The potential of eye tracking as a formative tool is formidable, as trainees could learn in an objective way how they grade DR images. Time is finite in clinical practice, and while accuracy should never be sacrificed to save time, if accuracy can be maintained and time saved learning a new search strategy, there would be benefits for public health as a whole, for example, as any individual could grade more patients’ images.
The role of eye tracking as an objective and useful assessment tool has previously been recognised by Tien et al. 13 Further studies could directly compare current summative assessment modalities, for example, objective structured clinical examinations (OSCEs), with eye-tracking technology as an assessment tool. 13 The use of eye tracking as a proxy measure of clinical experience would require much more data to ensure that eye gaze behaviour robustly reflected experience, and some would argue that the outcome of any clinical task matters, rather than how the outcome is reached.
Eye tracking is an ever-improving technology and its application in medical education and assessment has great potential.
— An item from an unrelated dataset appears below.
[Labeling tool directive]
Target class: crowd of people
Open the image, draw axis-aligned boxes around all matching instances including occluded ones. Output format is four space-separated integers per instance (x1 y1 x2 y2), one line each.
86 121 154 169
This study has demonstrated its role in assessing medical teaching strategies and their impact. Further studies into other teaching techniques could guide how we teach and assess students and doctors in the future.
Footnotes
Declaration of conflicting interests
The author(s) declared no potential conflicts of interest with respect to the research, authorship and/or publication of this article.
Ethical approval
Ethical approval was granted by the Queens University Belfast Research Ethics Committee.
Funding
The author(s) received no financial support for the research, authorship and/or publication of this article.